As ESPN.com’s Kevin Seifert notes, the Vikings would prefer to trade up and land their long-term QB in this draft. But it takes two to tango here. A trade with the Patriots, Cardinals or Chargers would likely be necessary for the Vikings to acquire their preferred passer. All three have been linked to trading down, with Arizona perhaps the most willing trade partner. The expectation around the league points to the Vikes trading up for a passer, though the Commanders and Pats’ calls at Nos. 2 and 3 will influence — unless Minnesota strikes a deal with one of those teams — which arm the NFC North team will acquire.
It would appear Drake Maye, Jayden Daniels or J.J. McCarthy would be in play for the Vikings; one of them definitely will be on the board at No. 4, when the Cardinals (as of now) are slated to go on the clock. The Vikings are believed to be high on Daniels, who is set for a Minnesota meeting soon, and new QBs coach Josh McCown mentored Maye in high school. McCarthy is also coming up in Vikings rumors, offering more intrigue to this post-Kirk Cousins search.
Moving from 11 to 4 would be costly. It cost the 49ers two future first-rounders and a third to climb from 12 to 3 in 2021, but the Vikings are in better position thanks to acquiring the No. 23 overall pick from the Texans. That choice would certainly be attractive in a trade, and if the Vikings are required to send off a 2025 first-rounder, they would likely only go one draft — as opposed to two, as the 49ers did — without a first.

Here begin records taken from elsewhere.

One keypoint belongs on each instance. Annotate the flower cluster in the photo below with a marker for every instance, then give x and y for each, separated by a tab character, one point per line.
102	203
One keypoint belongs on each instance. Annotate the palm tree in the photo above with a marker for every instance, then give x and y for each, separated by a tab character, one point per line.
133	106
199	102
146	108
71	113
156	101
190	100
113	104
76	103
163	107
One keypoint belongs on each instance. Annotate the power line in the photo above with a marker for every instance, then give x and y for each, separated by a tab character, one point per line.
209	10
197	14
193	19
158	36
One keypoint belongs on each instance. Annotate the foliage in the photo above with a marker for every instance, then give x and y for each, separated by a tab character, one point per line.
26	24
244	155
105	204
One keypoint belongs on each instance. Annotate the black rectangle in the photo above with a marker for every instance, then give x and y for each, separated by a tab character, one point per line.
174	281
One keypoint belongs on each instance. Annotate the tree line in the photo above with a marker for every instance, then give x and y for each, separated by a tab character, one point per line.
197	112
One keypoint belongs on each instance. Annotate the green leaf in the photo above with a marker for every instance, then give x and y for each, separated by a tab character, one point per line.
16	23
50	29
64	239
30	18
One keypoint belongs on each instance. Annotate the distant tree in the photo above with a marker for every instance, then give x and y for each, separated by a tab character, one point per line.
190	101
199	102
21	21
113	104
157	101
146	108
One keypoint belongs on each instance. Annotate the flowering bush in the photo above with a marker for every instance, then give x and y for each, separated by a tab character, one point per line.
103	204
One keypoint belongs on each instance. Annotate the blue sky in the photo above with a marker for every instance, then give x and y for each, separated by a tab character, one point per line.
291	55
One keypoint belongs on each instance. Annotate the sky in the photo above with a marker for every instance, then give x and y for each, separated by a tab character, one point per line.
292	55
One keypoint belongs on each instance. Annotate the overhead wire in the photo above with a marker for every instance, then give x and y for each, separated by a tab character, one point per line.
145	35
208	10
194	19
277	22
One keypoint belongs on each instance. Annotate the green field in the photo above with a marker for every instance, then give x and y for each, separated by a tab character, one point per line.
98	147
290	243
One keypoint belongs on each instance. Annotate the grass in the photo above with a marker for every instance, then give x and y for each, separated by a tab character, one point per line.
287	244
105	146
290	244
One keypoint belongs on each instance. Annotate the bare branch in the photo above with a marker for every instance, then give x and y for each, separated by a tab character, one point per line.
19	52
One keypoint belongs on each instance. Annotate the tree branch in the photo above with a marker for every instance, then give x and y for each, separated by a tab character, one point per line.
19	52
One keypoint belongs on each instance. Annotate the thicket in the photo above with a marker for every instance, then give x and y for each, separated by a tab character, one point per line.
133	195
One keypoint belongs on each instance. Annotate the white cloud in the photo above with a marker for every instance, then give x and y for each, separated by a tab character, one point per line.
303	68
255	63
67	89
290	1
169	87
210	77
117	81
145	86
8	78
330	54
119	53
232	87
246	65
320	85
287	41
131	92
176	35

The Vikings have never drafted a quarterback in the top 10, though Daunte Culpepper (1999) and Christian Ponder (2011) were just outside that neighborhood. Ownership also may be making it known that, after the Cousins partnership moved to a year-to-year stage as the QB’s Twin Cities tenure wore on, a long-term option is needed now. The Vikings scheduled workouts with five of the draft’s top six passers (Maye, Daniels, McCarthy, Michael Penix, Bo Nix), ESPN.com’s Matt Miller adds, preferring to gauge them in that setting compared to at a controlled pro day. Kevin O’Connell was not at this year’s QB pro days, raising the stakes for these Minneapolis-area workouts.
Cousins joined Sam Bradford, Case Keenum and Brett Favre as veteran fixes for the Vikings, who had seen their QB plan veer off course when Culpepper suffered ACL and MCL tears in 2005. The homegrown options Minnesota used in the years since did not last long, with Teddy Bridgewater‘s severe knee injury dealing the team another bad break. After Cousins left for Atlanta, his former team appears committed to finding a successor via a move up from No. 11.
“Just because something is risky doesn’t mean you have to stay away from it,” Adofo-Mensah said of a trade-up for a QB. “It’s something that is hard to grasp, but if you grasp it, you know what the rewards are, right? And that’s something you have to weigh and measure. … You can look at countless examples of other teams who’ve made decisions, but maybe the decision you thought was going to be the decision, it was a different decision that ended up being right and the outcomes were good.
“… I think our odds will be better than the margins. How good are those odds? I think it’s still a pretty risky thing, but just because something’s risky doesn’t mean you’re scared from it, you’re scared of it — you just have to believe. It’s uncertain, right? It’s uncertain and we have to take our swing, but that doesn’t give us any pause, I would say.”